I am having a tough time this month with dinner conversation. The news is so complicated. Trying to explain the economy, or why Blago does what he does and is indicted (try explaining Grand Jury to an 8 year old) but Mayor Daley can lease off the parking meters and nothing happens to him. See we have spent years and lots of temple dues involving my kids in moral and ethical education so my kids really want to believe that the person making the most money or the person in charge DESERVES to be in the position they are in. They totally get the idea of justice. They want the world to be fair. Just. Righteous.

But then about when they grow a prefrontal cortex capable of abstract thinking, you have to explain to them how the world really works. The world ISN’T fair. Things rarely work out the way they are supposed to. Evil exists and goes on for a while before it is stopped. Good should but does not always win. Good people are not always the ones in power—I learned this at an early age in the world of work. I have worked since I was 11. I can count on one hand the number of good bosses I have had. Some were well meaning but incompetent, some were certifiably insane, some were just mean spirited. Mostly what I learned is do a good job anyway, no matter where you find yourself. We want to believe that the folks in power are better than we are, smarter, better, something, and that makes the fact that they can control us ok. But then you find out that mostly, they were just luckier. They may have been born higher up the food chain, they may have gotten more lucky breaks, they might be a man or a better color, or born prettier, so they get a better deal than you.

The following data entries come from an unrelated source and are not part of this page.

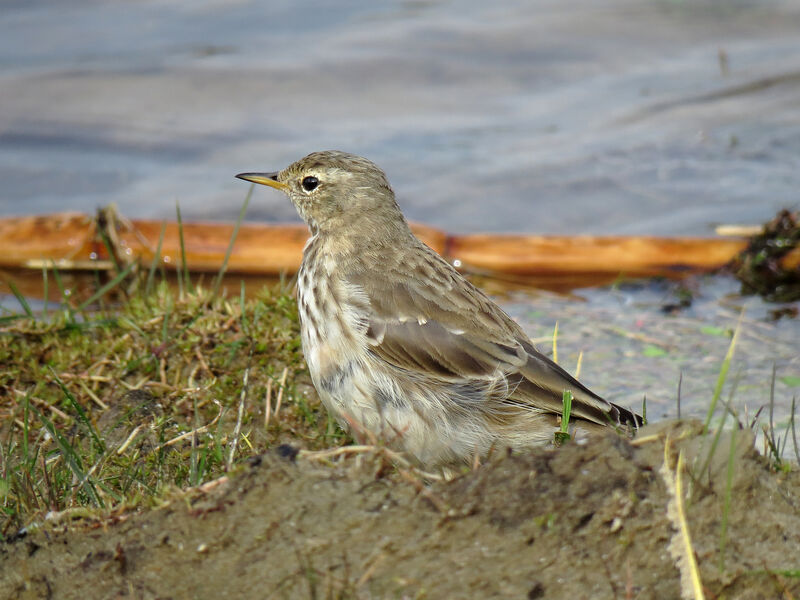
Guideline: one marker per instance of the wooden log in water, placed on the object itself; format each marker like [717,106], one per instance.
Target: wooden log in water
[75,241]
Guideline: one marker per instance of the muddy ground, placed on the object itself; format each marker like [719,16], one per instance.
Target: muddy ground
[575,522]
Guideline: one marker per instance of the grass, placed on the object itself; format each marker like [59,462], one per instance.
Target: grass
[107,405]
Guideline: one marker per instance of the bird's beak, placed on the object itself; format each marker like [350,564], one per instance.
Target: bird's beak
[270,179]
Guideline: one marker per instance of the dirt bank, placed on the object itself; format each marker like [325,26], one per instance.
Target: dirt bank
[577,522]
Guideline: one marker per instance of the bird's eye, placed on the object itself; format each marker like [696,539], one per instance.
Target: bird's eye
[310,183]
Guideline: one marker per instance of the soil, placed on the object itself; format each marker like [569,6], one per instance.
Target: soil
[589,521]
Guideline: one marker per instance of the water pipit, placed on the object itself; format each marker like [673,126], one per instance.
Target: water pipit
[399,344]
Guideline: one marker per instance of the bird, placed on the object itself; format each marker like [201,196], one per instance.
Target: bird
[400,346]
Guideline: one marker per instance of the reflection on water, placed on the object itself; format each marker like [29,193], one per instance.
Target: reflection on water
[619,117]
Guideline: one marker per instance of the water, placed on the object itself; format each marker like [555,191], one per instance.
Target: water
[621,117]
[624,117]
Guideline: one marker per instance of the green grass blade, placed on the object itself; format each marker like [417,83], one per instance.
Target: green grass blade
[82,416]
[726,505]
[183,272]
[224,267]
[107,287]
[71,458]
[723,374]
[21,299]
[156,260]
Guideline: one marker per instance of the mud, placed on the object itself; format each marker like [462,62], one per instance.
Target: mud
[575,522]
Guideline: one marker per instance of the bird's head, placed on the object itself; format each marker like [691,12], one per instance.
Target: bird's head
[333,190]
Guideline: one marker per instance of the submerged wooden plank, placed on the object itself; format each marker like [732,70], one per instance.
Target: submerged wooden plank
[73,240]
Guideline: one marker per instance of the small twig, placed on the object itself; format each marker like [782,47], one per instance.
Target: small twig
[238,428]
[437,502]
[282,384]
[268,403]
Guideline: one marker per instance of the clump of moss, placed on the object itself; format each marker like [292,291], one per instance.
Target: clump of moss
[109,407]
[770,266]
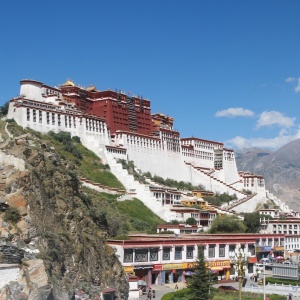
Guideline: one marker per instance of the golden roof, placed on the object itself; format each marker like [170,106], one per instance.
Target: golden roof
[69,83]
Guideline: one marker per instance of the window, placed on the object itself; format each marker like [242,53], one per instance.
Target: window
[189,252]
[222,251]
[141,255]
[40,117]
[153,254]
[211,251]
[178,253]
[28,114]
[166,253]
[128,255]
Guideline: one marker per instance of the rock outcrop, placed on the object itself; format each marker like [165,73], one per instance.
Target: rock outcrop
[59,241]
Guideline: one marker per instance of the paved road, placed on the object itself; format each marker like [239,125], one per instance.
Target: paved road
[269,289]
[162,290]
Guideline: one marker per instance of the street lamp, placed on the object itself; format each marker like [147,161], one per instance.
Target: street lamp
[239,259]
[263,273]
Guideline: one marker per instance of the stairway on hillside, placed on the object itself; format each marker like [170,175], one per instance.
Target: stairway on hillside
[135,188]
[208,174]
[238,202]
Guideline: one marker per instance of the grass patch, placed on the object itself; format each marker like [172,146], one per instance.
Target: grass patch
[140,217]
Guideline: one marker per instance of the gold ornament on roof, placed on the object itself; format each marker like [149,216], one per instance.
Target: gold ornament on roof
[69,82]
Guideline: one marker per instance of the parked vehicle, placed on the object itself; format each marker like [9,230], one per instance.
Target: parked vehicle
[227,288]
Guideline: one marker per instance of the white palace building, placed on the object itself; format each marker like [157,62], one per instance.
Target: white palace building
[116,126]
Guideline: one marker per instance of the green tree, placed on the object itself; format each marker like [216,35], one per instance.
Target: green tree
[191,221]
[227,224]
[199,283]
[251,220]
[4,109]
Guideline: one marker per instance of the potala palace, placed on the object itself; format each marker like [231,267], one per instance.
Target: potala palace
[115,125]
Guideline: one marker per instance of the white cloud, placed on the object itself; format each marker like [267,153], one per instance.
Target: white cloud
[240,142]
[290,79]
[269,118]
[234,112]
[293,79]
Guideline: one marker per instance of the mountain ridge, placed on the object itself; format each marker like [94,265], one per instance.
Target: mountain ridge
[280,169]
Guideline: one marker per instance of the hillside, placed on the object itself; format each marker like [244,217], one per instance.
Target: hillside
[52,214]
[281,170]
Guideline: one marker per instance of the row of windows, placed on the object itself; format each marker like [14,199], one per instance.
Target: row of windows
[152,254]
[69,121]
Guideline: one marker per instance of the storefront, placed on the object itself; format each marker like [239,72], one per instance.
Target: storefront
[220,267]
[263,252]
[251,262]
[277,251]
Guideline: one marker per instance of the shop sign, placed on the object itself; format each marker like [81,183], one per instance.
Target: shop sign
[263,249]
[278,248]
[252,260]
[157,267]
[174,266]
[190,265]
[218,263]
[128,269]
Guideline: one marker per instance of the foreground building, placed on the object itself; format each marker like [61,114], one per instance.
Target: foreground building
[165,258]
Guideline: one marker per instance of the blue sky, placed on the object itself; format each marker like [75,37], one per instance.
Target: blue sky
[227,70]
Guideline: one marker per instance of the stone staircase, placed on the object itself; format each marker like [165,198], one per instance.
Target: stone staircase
[136,189]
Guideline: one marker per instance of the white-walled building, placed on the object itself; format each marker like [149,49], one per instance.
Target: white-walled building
[161,152]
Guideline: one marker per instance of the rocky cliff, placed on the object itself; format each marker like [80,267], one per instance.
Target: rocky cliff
[52,228]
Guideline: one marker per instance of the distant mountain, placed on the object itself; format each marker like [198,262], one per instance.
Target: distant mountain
[280,168]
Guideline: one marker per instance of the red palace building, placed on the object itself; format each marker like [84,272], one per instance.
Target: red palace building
[120,111]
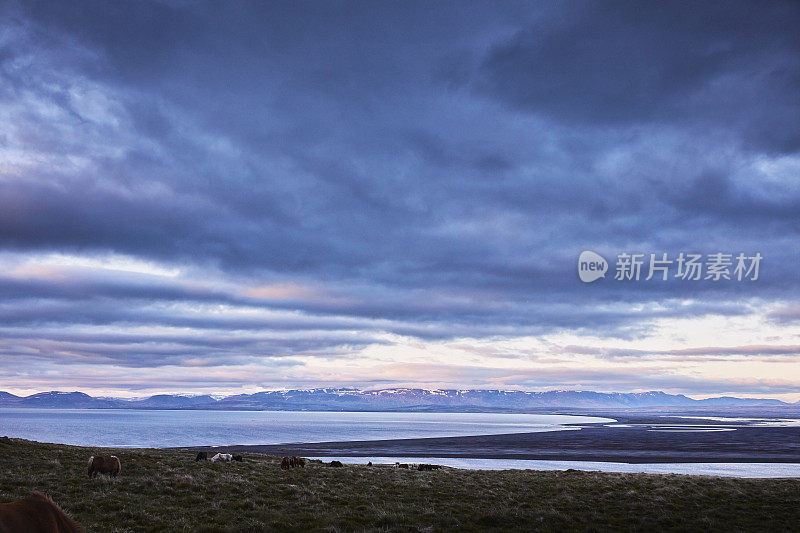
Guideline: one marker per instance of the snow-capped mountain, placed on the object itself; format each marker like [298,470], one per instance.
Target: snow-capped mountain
[397,399]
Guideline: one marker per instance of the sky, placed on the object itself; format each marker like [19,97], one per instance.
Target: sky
[227,197]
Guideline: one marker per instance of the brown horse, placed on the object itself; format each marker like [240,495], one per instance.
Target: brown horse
[104,464]
[35,514]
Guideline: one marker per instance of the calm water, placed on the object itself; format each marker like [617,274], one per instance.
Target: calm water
[134,428]
[703,469]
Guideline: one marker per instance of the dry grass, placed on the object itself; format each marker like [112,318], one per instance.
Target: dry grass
[161,490]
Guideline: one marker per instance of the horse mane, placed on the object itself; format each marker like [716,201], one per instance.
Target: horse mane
[59,511]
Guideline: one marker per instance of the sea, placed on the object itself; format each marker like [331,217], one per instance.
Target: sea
[127,428]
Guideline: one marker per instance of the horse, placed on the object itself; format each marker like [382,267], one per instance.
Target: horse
[36,514]
[104,464]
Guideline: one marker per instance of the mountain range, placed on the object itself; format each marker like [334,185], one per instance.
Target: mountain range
[399,399]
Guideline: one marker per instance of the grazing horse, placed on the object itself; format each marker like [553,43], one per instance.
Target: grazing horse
[104,464]
[35,514]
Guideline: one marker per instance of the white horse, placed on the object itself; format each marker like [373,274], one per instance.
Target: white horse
[222,457]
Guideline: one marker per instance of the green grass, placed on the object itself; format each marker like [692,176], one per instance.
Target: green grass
[165,490]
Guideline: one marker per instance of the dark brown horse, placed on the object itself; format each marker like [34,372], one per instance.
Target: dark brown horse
[104,464]
[35,514]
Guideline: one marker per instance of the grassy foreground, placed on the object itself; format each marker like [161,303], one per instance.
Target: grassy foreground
[165,490]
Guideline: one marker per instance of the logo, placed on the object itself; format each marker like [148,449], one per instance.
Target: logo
[591,266]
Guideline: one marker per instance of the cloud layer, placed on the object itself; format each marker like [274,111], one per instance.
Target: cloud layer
[229,197]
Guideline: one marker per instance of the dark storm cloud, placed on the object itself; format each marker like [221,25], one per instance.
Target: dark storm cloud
[711,64]
[437,168]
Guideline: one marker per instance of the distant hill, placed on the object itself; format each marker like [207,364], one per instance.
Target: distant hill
[383,400]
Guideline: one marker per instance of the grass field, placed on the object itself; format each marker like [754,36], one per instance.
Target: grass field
[165,490]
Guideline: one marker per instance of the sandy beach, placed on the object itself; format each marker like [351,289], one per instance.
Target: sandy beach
[637,438]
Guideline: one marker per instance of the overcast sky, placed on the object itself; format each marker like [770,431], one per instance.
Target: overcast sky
[227,197]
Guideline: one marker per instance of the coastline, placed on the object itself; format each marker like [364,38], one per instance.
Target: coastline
[633,440]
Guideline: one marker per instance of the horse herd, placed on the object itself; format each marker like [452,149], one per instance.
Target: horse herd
[38,513]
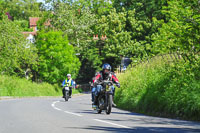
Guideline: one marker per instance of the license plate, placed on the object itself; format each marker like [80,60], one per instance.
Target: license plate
[66,88]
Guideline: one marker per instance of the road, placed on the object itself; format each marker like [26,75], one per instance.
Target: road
[53,115]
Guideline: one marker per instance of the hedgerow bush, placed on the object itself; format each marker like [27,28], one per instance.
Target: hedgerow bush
[162,88]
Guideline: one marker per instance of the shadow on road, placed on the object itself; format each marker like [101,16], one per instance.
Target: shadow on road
[140,129]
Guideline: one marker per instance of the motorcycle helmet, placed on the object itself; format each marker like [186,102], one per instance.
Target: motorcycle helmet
[107,67]
[68,75]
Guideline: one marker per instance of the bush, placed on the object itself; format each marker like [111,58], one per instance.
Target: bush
[13,86]
[160,88]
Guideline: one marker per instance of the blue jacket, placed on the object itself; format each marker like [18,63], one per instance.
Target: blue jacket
[63,83]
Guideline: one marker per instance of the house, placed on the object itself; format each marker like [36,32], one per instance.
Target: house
[30,36]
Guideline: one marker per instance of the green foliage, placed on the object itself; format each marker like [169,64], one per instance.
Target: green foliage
[56,57]
[162,89]
[24,24]
[22,9]
[17,56]
[180,32]
[13,86]
[19,87]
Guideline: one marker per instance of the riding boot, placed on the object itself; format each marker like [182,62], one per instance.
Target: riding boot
[70,92]
[113,104]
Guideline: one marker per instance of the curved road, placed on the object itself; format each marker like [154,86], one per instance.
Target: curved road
[53,115]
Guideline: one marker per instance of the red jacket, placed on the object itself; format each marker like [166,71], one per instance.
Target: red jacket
[101,76]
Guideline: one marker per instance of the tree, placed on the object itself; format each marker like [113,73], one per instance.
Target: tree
[56,57]
[17,56]
[181,30]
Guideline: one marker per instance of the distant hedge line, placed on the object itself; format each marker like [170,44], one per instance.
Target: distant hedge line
[162,89]
[14,86]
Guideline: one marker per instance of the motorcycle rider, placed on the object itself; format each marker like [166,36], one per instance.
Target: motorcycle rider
[105,74]
[71,84]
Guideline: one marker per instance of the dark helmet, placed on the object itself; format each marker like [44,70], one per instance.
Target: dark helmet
[106,66]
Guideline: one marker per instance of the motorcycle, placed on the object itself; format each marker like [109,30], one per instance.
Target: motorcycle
[104,100]
[66,92]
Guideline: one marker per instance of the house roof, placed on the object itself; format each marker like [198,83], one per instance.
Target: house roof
[33,21]
[28,33]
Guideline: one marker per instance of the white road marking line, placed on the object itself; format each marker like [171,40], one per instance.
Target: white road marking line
[111,123]
[57,108]
[53,105]
[72,113]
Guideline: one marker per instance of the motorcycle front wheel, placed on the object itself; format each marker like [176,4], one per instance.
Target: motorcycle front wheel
[109,105]
[66,95]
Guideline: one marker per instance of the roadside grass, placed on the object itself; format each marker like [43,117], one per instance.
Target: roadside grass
[17,87]
[161,88]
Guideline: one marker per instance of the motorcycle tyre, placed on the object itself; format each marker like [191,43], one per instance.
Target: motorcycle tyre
[109,105]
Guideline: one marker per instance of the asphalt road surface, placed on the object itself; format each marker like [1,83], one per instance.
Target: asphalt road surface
[54,115]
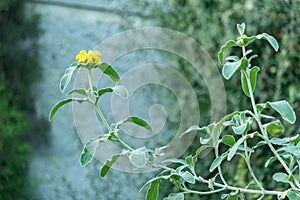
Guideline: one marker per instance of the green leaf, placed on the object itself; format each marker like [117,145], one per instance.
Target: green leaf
[81,91]
[245,127]
[232,197]
[120,91]
[283,141]
[241,28]
[138,157]
[244,64]
[235,147]
[217,162]
[166,177]
[248,40]
[270,161]
[293,195]
[107,165]
[60,104]
[232,58]
[282,107]
[89,150]
[229,68]
[175,196]
[136,120]
[275,127]
[188,177]
[228,44]
[273,42]
[111,72]
[66,78]
[189,161]
[253,77]
[103,91]
[152,192]
[228,140]
[281,177]
[200,150]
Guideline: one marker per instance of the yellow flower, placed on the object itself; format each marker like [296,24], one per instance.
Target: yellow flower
[82,56]
[92,57]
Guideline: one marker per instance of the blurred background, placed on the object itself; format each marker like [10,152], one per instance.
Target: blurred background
[38,40]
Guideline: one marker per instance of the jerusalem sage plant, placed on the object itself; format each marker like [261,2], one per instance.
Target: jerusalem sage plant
[255,125]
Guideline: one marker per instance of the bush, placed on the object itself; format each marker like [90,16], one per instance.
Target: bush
[19,69]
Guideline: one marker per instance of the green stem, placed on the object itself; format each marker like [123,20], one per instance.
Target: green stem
[257,118]
[219,167]
[248,161]
[103,118]
[125,145]
[243,190]
[188,191]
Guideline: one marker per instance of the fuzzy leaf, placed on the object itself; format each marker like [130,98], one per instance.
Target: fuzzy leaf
[89,150]
[120,91]
[228,140]
[229,68]
[282,107]
[228,44]
[107,165]
[235,147]
[152,192]
[60,104]
[66,78]
[138,157]
[111,72]
[136,120]
[217,162]
[241,28]
[176,196]
[273,42]
[281,177]
[293,195]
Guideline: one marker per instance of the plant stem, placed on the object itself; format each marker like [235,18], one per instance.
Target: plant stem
[257,118]
[103,118]
[248,161]
[187,191]
[124,144]
[219,167]
[243,190]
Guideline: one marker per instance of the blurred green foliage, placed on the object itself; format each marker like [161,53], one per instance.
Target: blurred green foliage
[211,23]
[19,69]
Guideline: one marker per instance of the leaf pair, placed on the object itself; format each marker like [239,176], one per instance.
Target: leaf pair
[282,107]
[104,67]
[247,40]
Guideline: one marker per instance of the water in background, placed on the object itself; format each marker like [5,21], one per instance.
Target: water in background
[54,170]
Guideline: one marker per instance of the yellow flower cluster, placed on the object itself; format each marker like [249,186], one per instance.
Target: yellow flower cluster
[91,57]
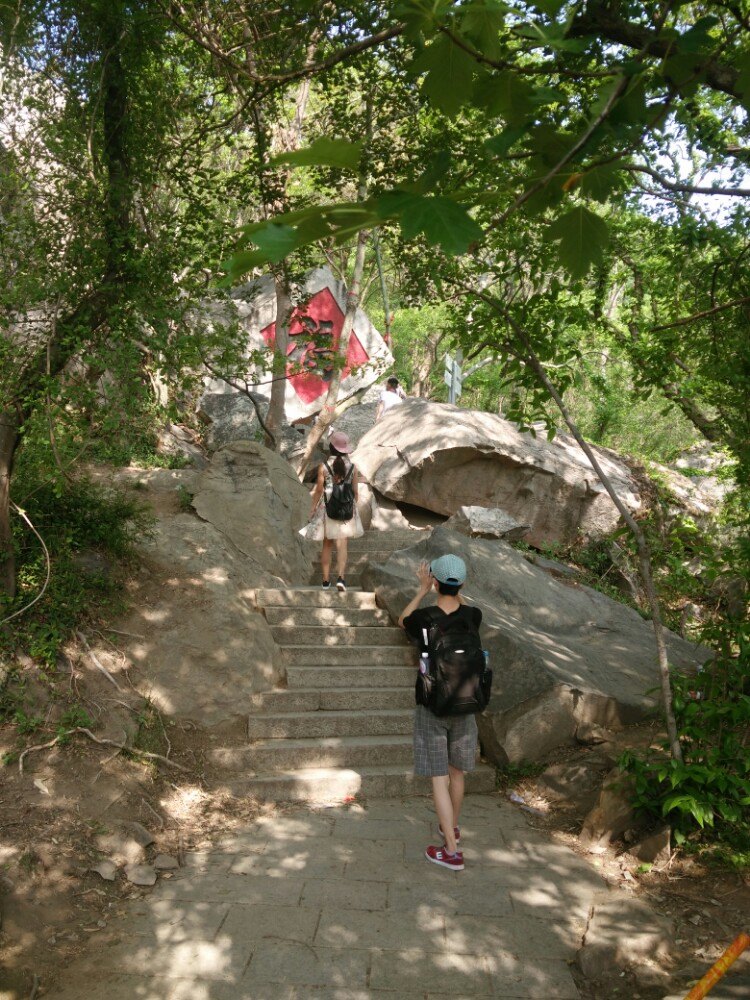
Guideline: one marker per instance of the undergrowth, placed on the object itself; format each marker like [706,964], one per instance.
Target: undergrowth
[88,530]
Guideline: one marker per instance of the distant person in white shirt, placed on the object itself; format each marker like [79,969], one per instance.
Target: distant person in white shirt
[392,395]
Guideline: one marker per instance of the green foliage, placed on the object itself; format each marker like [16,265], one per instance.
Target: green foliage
[74,717]
[73,518]
[511,775]
[150,735]
[582,237]
[325,152]
[27,724]
[707,797]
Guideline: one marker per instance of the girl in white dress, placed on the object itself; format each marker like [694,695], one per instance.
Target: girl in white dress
[321,526]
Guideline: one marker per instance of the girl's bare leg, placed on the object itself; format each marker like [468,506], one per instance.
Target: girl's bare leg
[341,555]
[325,558]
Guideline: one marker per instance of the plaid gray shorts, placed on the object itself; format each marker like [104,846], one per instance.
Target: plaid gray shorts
[440,742]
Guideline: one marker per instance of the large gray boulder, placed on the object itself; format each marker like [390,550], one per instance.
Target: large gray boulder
[228,417]
[483,522]
[441,457]
[254,498]
[356,421]
[563,655]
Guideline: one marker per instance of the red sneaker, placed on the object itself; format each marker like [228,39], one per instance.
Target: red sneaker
[456,833]
[439,856]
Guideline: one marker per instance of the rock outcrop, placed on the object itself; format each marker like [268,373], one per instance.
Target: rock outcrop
[440,457]
[200,647]
[253,497]
[482,522]
[563,655]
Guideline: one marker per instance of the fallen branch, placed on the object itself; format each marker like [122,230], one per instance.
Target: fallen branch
[127,749]
[40,746]
[121,747]
[99,666]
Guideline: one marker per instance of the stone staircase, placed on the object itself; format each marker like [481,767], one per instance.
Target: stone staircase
[342,726]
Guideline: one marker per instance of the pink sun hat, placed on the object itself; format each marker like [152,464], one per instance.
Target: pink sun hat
[340,442]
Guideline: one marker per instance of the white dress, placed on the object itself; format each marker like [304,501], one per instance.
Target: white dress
[322,526]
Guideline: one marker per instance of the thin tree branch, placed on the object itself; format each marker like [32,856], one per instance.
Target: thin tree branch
[687,320]
[683,188]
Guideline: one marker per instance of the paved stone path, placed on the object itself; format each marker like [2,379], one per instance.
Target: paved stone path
[339,904]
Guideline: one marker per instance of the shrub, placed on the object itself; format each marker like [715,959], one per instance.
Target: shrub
[70,517]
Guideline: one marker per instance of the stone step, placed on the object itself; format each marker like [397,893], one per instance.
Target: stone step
[353,579]
[332,700]
[325,725]
[326,637]
[271,756]
[355,564]
[344,678]
[330,785]
[343,617]
[353,657]
[387,541]
[314,597]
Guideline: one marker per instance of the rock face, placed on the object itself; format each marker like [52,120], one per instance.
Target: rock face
[441,457]
[483,522]
[200,648]
[612,814]
[229,417]
[562,654]
[357,421]
[252,496]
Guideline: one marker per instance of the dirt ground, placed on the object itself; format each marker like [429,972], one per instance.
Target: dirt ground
[56,816]
[708,905]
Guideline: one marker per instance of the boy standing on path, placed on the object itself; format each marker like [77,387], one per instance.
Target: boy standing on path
[444,747]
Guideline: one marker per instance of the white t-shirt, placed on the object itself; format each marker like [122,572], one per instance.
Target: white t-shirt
[389,399]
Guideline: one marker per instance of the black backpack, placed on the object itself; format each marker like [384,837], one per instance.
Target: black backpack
[340,504]
[458,681]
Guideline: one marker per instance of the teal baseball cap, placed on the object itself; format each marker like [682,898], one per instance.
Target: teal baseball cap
[449,569]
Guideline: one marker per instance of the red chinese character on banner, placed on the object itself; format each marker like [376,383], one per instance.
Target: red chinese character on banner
[313,360]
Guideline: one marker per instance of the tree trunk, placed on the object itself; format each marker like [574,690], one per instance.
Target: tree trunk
[276,408]
[327,413]
[8,445]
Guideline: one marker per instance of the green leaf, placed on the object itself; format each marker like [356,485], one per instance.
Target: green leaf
[600,182]
[450,74]
[442,221]
[507,95]
[325,153]
[436,169]
[276,241]
[501,144]
[582,237]
[482,24]
[552,36]
[697,39]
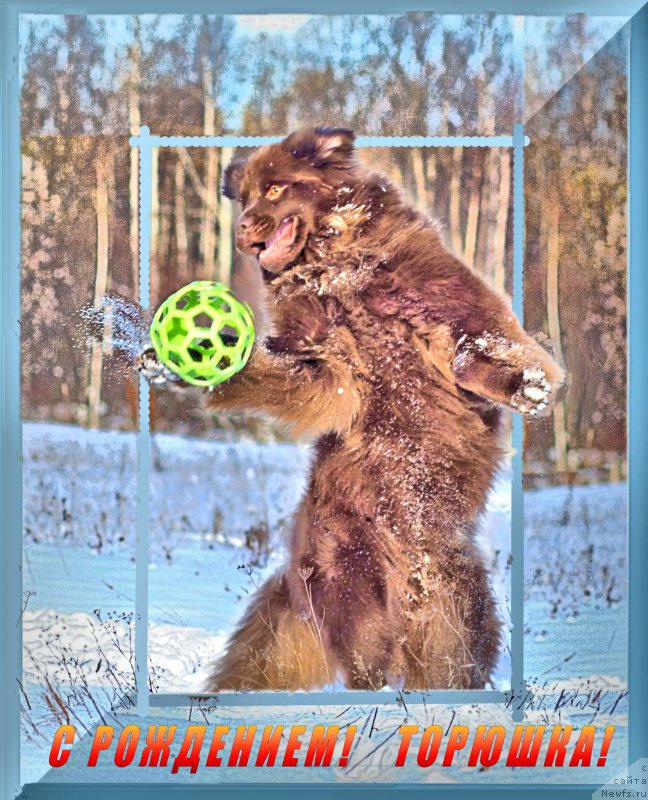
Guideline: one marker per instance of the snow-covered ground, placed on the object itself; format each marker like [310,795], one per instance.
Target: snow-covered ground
[210,505]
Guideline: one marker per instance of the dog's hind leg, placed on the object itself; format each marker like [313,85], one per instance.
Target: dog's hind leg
[272,648]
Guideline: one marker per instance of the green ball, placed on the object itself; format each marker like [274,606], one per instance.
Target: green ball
[203,333]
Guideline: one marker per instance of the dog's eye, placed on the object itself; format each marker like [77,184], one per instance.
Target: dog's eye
[275,192]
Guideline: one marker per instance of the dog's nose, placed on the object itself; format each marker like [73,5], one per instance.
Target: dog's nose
[244,223]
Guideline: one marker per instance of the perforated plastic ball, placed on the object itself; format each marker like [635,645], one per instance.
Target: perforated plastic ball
[203,333]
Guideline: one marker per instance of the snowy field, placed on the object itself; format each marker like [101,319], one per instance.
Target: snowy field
[219,518]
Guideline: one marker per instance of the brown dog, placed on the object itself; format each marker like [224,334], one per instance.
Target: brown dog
[395,356]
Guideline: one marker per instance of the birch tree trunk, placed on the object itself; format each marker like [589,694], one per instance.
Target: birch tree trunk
[180,213]
[208,233]
[501,221]
[472,221]
[454,209]
[101,282]
[552,215]
[134,122]
[225,227]
[156,280]
[419,179]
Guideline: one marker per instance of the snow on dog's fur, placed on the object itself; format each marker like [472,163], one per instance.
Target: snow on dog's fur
[395,357]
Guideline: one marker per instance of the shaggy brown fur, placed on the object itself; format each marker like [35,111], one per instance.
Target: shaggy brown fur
[394,355]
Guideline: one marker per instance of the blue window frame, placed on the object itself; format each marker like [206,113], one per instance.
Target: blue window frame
[10,542]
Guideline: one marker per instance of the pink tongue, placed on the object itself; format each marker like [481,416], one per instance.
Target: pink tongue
[285,225]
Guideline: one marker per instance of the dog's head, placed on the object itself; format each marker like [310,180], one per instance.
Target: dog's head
[286,189]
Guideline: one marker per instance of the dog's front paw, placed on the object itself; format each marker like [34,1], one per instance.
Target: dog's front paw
[148,364]
[532,395]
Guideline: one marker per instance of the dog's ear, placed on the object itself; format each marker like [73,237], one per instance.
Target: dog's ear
[322,146]
[232,179]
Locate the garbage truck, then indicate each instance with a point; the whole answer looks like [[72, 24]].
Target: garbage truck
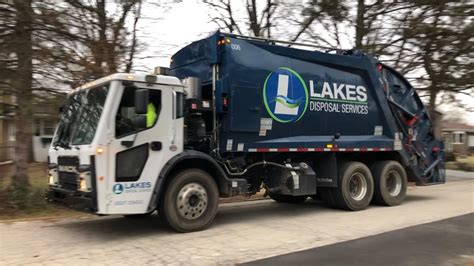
[[236, 115]]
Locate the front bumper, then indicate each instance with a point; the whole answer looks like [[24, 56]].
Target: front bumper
[[72, 199]]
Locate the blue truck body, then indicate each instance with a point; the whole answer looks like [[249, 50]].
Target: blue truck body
[[270, 98]]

Grimm’s fairy tales are very good at the truth of this. Children in those tales survive truly horrible ordeals by being clever, or getting lucky by meeting a (usually magical) help mate. It always helps if they are nice people—being kind to the ugly old crone pays off. But those magical help mates are pretty sparse these days. Unfortunately, in real life, spoiled brats often lead privileged lives. Some bad people lead very nice lives.

And then there is the Holocaust. Today is Yom Hashoah, the day of remembrance for the millions of Jews, gays, people with disabilities, gypsies and people who just tried to help. My family attended the opening of the new museum in Skokie, dedicated not only to telling the story of what happened but to challenge us not to let it happen again. And we watched the Hallmark Hall of Fame about Irena Sendler. Even Elie Wiesel told us you cannot really answer the question why. Why is the world the way it is? I don’t have answers, and my children are full of questions.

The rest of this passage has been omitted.